H. R. 5408
- Long title: To accelerate workplace time-to-contract under the National Labor Relations Act.
- Nicknames: Faster Labor Contracts Act
- Number of co-sponsors: 110

Legislative history
- Introduced in the House of Representatives by Donald Norcross (D–NJ) and Pete Stauber (R–MN) on September 16, 2025;

= Faster Labor Contracts Act =

The Faster Labor Contracts Act (FLCA) is a proposed act of the United States Congress introduced in September 2025 that would mandate employers engage in contract negotiations with labor unions within ten days of a union's request to negotiate. If an employer and union do not come to an agreement within 90 days, the act requires mediation, and if mediation does not result in a contract, an arbitration board would set initial contract terms.

== Background ==
The bill would amend the National Labor Relations Act, which did not set a time deadline for contract negotiations.

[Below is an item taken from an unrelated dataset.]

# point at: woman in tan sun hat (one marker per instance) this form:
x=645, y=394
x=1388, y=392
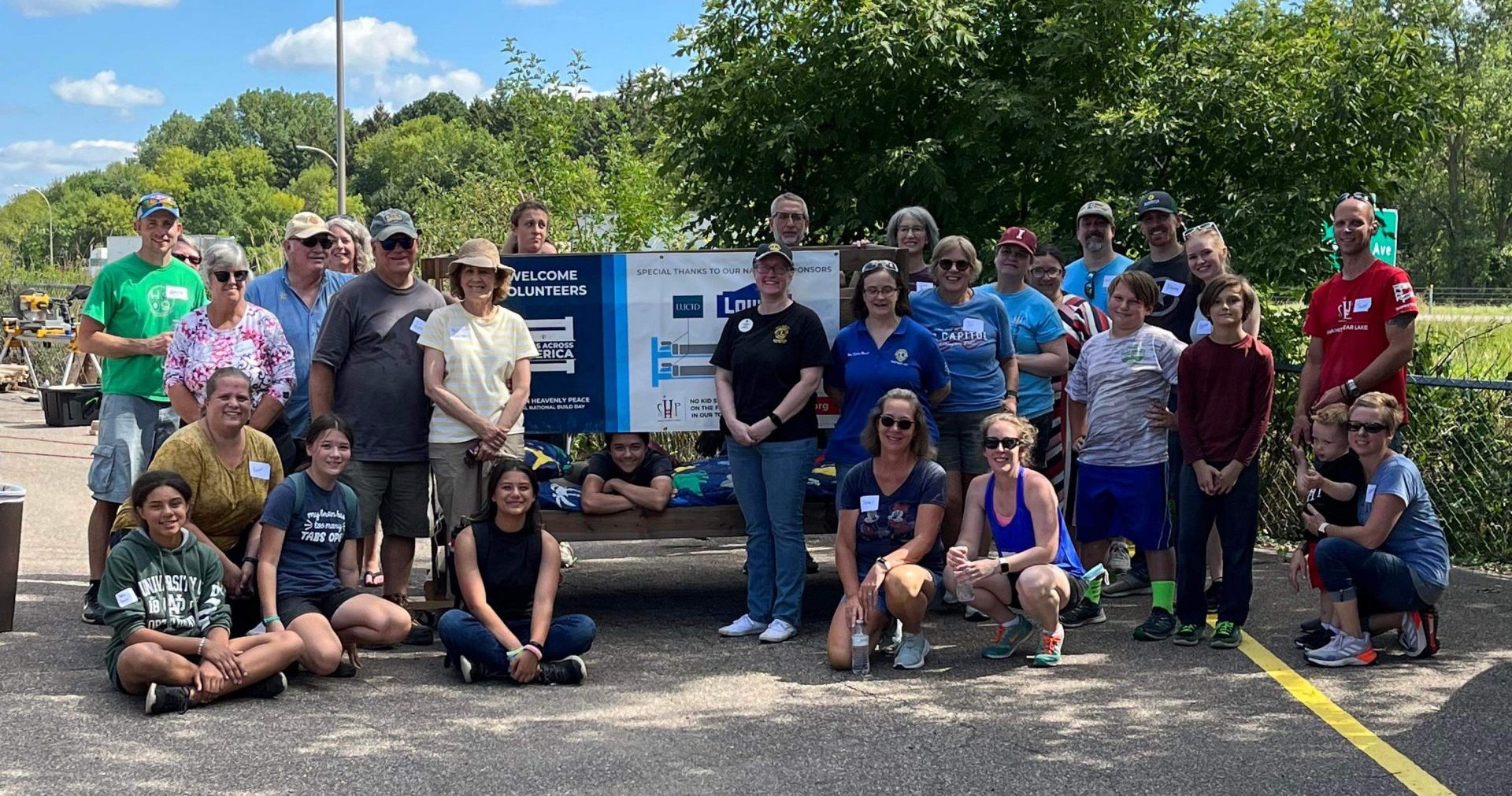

Labor negotiations typically take over a year to finalize first contracts in the United States. Union advocates often argue negotiation periods should be shorter. Employers often oppose faster contract legislation. Senator Josh Hawley wrote the bill in response to a 1,400+ day contract negotiation between Amazon employees and their employer.

=== PRO Act ===
The main legislative provision in the Fair Labor Contracts Act was initially a part of the Protecting the Right to Organize Act, which had been passed by the House in 2021.

== Legislative history ==
The FLCA passed the House on June 9, 2026 after reaching the floor via a discharge petition. The petition was signed by 211 Democrats with the support of Republican representatives Don Bacon, Riley Moore, and Nick LaRota. The House bill passed with unanimous Democratic support and support from 20 Republicans. The bill has advanced to the Senate for consideration. The FLCA has support from Democratic senators Gary Peters, Cory Booker, and Jeff Merkley, as well as Republican senators Josh Hawley, Roger Marshall, and Bernie Moreno.

== Response ==
The bill was endorsed by the Teamsters. Teamsters president Sean O'Brien described the bill as "one of the most consequential labor bills to come before Congress in generations".

The CHRO Association, a large United States HR firm opposed the bill, calling it "draconian" and criticized the concept of a government arbitrator writing a contract for unions and employers. The US Chamber of Commerce opposes the bill.